Torno sull’argomento inceneritori anche in questo post, non me ne vogliate, ma ultimamente sto sentendo scemenze a tutto andare. L’ultima ieri sera nel programma di Fabio Fazio, Che Tempo Che Fa. In studio era presente il “professor” Umberto Veronesi; l’intervista si porta su varie tematiche, tra cui il tema oramai di moda in questi giorni, lo smaltimento dei rifiuti.
Alla domanda di Fazio:
“Gli inceneritori che impatto hanno sulla salute dei cittadini?”
la risposta di Umberto:
“0.”
Vi posso assicurare che ho fatto un salto sul divano, fino a toccare il soffitto. Ma stiamo scherzando? Uno scienziato che mi viene a dire che gli inceneritori NON hanno effetto sulla popolazione?
Si prega ai disinformati di leggere quanto scritto da Wikipedia a riguardo degli inceneritori.
Ma vogliamo capire il motivo per cui il nostro Umberto ha risposto “zero” alla domanda di Fazio?
- Proprietario di tre dei quattro maggiori giornali italiani: FIAT.
- Tra i maggiori clienti (investimenti pubblicitari) dei giornali italiani: case automobilistiche. compagnie petrolifere.
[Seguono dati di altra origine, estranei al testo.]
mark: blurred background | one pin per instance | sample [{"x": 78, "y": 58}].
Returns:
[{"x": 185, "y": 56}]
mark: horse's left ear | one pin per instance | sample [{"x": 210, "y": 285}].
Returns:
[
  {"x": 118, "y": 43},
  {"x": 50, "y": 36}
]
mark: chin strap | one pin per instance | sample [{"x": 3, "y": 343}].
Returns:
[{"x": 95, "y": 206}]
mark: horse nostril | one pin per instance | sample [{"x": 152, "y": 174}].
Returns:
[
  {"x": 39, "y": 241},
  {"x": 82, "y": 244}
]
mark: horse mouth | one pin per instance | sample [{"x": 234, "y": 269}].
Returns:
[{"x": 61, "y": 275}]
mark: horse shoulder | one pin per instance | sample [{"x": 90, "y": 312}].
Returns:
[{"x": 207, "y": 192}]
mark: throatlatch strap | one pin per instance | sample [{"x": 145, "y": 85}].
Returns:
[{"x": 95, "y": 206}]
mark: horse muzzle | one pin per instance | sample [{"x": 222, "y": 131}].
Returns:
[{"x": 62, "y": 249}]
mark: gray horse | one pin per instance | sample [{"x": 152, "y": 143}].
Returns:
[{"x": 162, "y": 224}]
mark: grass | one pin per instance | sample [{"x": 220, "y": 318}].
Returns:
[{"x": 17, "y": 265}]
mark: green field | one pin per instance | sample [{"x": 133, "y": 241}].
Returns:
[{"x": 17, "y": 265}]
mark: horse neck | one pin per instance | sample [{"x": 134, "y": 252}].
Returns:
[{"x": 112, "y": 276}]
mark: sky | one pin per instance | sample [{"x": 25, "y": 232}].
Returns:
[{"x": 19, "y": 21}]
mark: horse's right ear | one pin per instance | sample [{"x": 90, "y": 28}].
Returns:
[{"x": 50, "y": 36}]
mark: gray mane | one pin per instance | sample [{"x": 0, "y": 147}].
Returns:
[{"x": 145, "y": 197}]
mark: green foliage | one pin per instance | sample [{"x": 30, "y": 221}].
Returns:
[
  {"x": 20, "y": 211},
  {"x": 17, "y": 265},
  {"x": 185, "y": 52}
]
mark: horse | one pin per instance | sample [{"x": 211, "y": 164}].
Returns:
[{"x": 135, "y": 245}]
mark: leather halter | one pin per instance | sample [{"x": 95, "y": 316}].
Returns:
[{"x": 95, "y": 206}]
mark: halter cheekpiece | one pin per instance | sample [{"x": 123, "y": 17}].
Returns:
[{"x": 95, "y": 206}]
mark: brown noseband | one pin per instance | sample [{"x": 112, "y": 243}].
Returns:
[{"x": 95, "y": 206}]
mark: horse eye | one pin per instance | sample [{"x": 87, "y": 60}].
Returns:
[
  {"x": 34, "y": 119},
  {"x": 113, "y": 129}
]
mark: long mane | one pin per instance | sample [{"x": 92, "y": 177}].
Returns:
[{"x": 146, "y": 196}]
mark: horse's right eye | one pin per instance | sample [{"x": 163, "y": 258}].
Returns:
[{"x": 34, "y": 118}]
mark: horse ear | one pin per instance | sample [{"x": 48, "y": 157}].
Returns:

- Tra i finanziatori dell’Istituto Europeo di Oncologia del professor Veronesi: FIAT, RCS, Pirelli, Italcementi.
Vi bastano?
Ne parla anche Wikipedia stessa:
Nella puntata del programma “Che tempo che fa” del 20 gennaio 2008 alla domanda posta dal conduttore Fabio Fazio,relativa alla pericolosità dei termovalorizzatori/inceneritori,dichiara che non sono assolutamente pericolosi,e che le quantità di diossina rilevate nelle zone circostanti agli stessi non supera le soglie di allarme, contrariamente a quanto affermato dall’Istituto Oncologico Veneto con lo studio: ‘Rischio di sarcoma in rapporto all’esposizione ambientale a diossine emesse dagli inceneritori’ (http://www.beppegrillo.it/immagini/casula.ricci…pdf). [citazione necessaria]
A marzo 2005, ad un convegno sulla comunicazione ambientale, Veronesi dichiarò, portando come prova i risultati di uno studio [citazione necessaria], come a provocare il cancro, più che gli OGM o le polveri sottili delle automobili, sarebbero le tossine contenute per esempio nella polenta, nelle patate, nella farina di mais o nel basilico.
Questa affermazione provocò subito l’indignazione del movimento Slow Food, dei coltivatori di cibo biologico e dei movimenti contrari alla legalizzazione delle sementi transgeniche, delle quali Veronesi è sostenitore.
Questa gente andrebbe censurata dalla televisione, non i comici satirici e/o giornalisti!!